En un barrio común y corriente, un barrio de calles, luces y personas, vivía una familia. Esta era una familia pequeña y corriente, es que al parecer para contar una historia no se necesita de causalidades, casualidades o personas especiales, las historias crecen en cualquier lugar, afloran grandes o pequeñas, asombrosas o pasajeras, esto depende de su relator; Aunque no siempre el relator diga la verdad o la cuente desde su punto de vista, para este su historia será su única verdad, entonces la historia nunca es la misma, surge algo que llamaremos variaciones, las cuales son versiones del que escuchó o vivió la historia.

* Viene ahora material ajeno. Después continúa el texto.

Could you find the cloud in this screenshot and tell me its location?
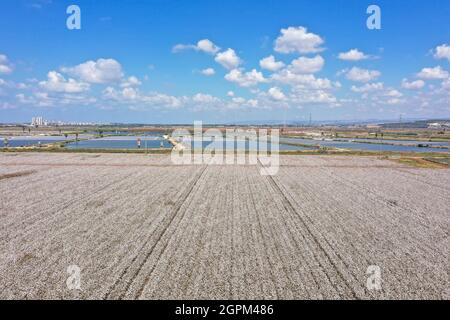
[259,55,284,71]
[102,87,185,110]
[338,49,369,61]
[385,89,403,98]
[0,54,12,74]
[0,102,17,110]
[351,82,384,93]
[290,88,337,105]
[345,67,381,82]
[434,44,450,61]
[289,55,325,73]
[402,79,425,90]
[271,69,333,89]
[275,27,324,53]
[417,66,449,80]
[192,93,220,104]
[39,71,89,93]
[267,87,286,101]
[201,68,216,76]
[61,59,123,83]
[172,39,220,54]
[225,69,267,87]
[120,76,142,88]
[214,48,242,70]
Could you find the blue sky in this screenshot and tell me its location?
[0,0,450,123]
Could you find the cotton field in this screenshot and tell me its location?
[0,153,450,299]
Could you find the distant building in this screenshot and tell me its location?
[31,117,45,126]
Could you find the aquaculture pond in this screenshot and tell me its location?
[183,139,315,151]
[66,136,172,149]
[0,136,70,148]
[280,138,450,153]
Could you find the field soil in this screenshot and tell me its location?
[0,153,450,299]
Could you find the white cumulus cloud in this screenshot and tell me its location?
[61,59,123,83]
[402,79,425,90]
[201,68,216,76]
[417,66,449,79]
[267,87,286,101]
[289,55,325,73]
[275,27,324,53]
[345,67,381,82]
[39,71,89,93]
[172,39,220,54]
[214,48,242,70]
[259,55,284,71]
[338,49,369,61]
[351,82,384,93]
[225,69,267,87]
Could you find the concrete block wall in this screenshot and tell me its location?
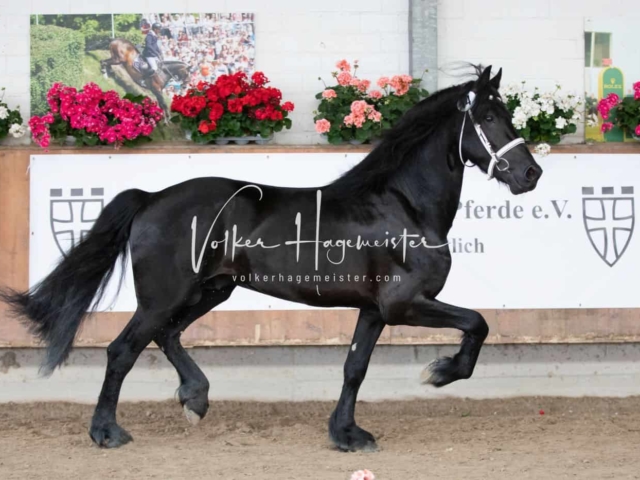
[0,0,409,144]
[0,0,640,144]
[438,0,640,143]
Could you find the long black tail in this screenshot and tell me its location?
[0,190,149,375]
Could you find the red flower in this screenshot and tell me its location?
[198,120,209,134]
[227,98,244,113]
[210,85,220,102]
[209,103,224,122]
[251,72,269,87]
[29,83,164,147]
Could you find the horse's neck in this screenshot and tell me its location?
[391,141,464,236]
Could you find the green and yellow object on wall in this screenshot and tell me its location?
[598,67,624,142]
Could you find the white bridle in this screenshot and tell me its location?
[458,92,525,180]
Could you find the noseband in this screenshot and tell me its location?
[458,92,525,180]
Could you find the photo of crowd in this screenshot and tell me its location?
[140,13,256,97]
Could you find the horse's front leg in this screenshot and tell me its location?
[390,295,489,387]
[329,309,384,451]
[100,58,122,78]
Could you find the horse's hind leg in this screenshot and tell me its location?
[394,297,489,387]
[153,285,235,425]
[329,309,385,451]
[89,307,169,448]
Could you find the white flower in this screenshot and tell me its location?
[513,107,529,130]
[587,113,600,127]
[535,143,551,157]
[9,123,27,138]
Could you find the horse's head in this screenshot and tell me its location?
[458,66,542,195]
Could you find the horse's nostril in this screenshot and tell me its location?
[524,165,538,182]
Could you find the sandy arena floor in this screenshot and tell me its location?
[0,398,640,480]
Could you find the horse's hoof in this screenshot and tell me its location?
[89,422,133,448]
[182,405,202,427]
[329,425,379,453]
[420,357,459,387]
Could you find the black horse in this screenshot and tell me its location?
[3,67,542,450]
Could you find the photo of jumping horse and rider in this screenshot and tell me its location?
[30,13,255,133]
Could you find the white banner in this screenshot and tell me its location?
[29,153,640,311]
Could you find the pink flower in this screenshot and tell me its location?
[367,108,382,123]
[351,468,376,480]
[358,80,371,93]
[351,100,368,115]
[316,118,331,133]
[336,60,350,72]
[389,75,413,97]
[322,88,338,100]
[600,122,613,133]
[344,113,355,127]
[338,72,353,87]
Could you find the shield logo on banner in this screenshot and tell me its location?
[49,188,104,255]
[582,187,635,267]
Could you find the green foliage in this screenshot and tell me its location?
[85,30,144,51]
[612,96,640,136]
[31,25,84,115]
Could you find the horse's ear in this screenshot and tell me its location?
[474,65,491,92]
[491,69,502,90]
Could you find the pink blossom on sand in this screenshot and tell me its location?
[338,72,353,87]
[336,60,350,72]
[322,88,338,100]
[377,77,389,88]
[316,118,331,133]
[351,468,376,480]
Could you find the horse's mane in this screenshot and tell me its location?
[325,65,486,199]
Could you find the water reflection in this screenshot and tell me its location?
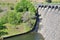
[4,32,44,40]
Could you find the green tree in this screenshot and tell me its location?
[46,0,52,3]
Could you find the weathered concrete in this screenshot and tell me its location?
[38,7,60,40]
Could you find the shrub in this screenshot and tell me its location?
[15,0,35,12]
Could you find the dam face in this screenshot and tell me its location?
[38,7,60,40]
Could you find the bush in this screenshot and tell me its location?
[15,0,35,12]
[0,7,3,12]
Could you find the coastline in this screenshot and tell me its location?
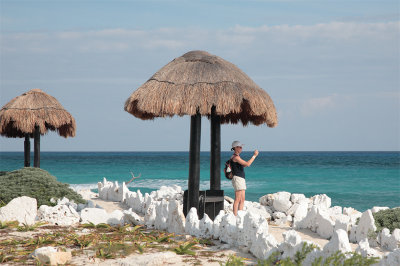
[0,179,400,265]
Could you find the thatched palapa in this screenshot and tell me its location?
[0,89,76,138]
[0,89,76,167]
[124,51,278,219]
[124,51,278,127]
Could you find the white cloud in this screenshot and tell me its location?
[1,22,400,52]
[300,94,338,116]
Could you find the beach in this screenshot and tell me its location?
[0,176,400,265]
[0,151,400,211]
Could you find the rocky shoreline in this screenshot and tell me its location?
[0,178,400,265]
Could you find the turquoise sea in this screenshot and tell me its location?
[0,152,400,211]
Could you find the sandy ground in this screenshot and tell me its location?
[0,194,383,266]
[91,197,358,251]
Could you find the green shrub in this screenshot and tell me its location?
[0,167,85,206]
[257,243,379,266]
[372,208,400,233]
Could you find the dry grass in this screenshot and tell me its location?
[0,89,76,138]
[0,223,225,265]
[125,51,278,127]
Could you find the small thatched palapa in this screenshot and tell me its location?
[124,51,278,127]
[0,89,76,138]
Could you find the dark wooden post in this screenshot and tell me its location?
[210,106,221,190]
[187,113,201,212]
[33,125,40,168]
[24,134,31,167]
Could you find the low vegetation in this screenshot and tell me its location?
[257,243,379,266]
[0,222,217,265]
[0,167,85,207]
[372,208,400,233]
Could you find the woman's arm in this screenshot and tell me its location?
[232,150,258,167]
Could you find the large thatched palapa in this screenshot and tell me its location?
[0,89,76,167]
[125,51,278,127]
[124,51,278,219]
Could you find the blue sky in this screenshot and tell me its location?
[0,0,400,151]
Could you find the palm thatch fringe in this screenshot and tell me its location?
[124,51,278,127]
[0,89,76,138]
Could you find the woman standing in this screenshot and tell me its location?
[231,140,258,216]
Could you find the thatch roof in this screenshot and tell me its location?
[124,51,278,127]
[0,89,76,138]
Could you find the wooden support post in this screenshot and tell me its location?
[187,113,201,212]
[33,125,40,168]
[24,134,31,167]
[210,106,221,190]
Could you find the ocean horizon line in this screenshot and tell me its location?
[0,150,400,153]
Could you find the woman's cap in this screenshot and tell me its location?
[232,140,244,148]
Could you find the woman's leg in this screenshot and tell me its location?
[238,190,246,211]
[233,190,241,216]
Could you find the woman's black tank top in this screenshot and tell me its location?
[231,154,246,178]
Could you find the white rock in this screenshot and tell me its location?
[278,230,302,258]
[323,229,351,255]
[379,249,400,266]
[328,206,342,220]
[302,248,325,265]
[295,206,335,239]
[343,207,362,224]
[37,204,81,226]
[371,206,389,213]
[250,233,278,260]
[290,193,306,203]
[272,191,293,212]
[81,208,124,225]
[238,212,268,247]
[392,228,400,248]
[125,190,145,213]
[154,199,168,230]
[219,213,237,245]
[272,212,286,219]
[77,189,97,200]
[356,210,376,245]
[244,201,272,220]
[311,194,331,210]
[144,201,156,228]
[167,200,186,234]
[213,210,225,239]
[356,238,382,258]
[236,211,247,248]
[29,247,58,258]
[0,196,37,225]
[97,177,129,202]
[286,202,300,216]
[185,207,200,236]
[335,214,351,233]
[294,206,318,231]
[123,208,144,225]
[380,228,400,251]
[199,213,214,238]
[349,224,357,243]
[316,209,334,239]
[293,202,308,227]
[154,185,183,200]
[259,194,274,207]
[31,247,72,265]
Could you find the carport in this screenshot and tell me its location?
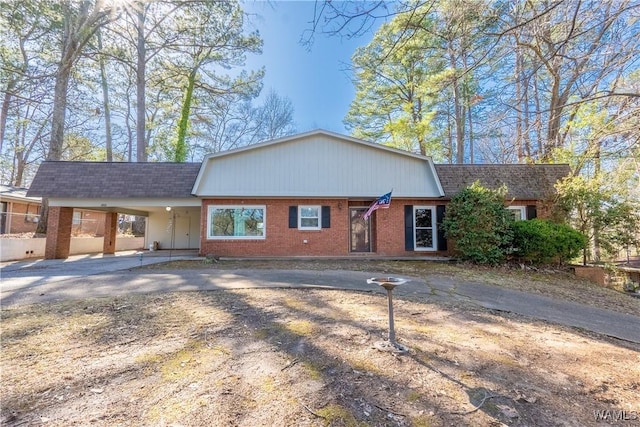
[27,161,201,259]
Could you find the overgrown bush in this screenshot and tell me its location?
[443,181,513,265]
[511,219,587,264]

Empezaremos con la historia de Juaco. Juaco es un niño aficionado a las historias de vaquero, sueña con el día en que pueda montar un caballo de verdad y este lo lleve a recorrer el desierto para así poder tener grandes aventuras, en donde pueda atrapar a los maleantes y ser un héroe para su pueblo. Un día el padre de Juaco le enseñó a usar su mano como pistola. - le dijo- Juaco pon tu mano así, coloca la bala en tu puño, ahora mira por encima de tu indice, trata de apuntar a tu objetivo, respira y "Pum" dispara. Ese día Juaco aprendió a jugar con su arma invisible y también aprendió a apuntar.
Continuará.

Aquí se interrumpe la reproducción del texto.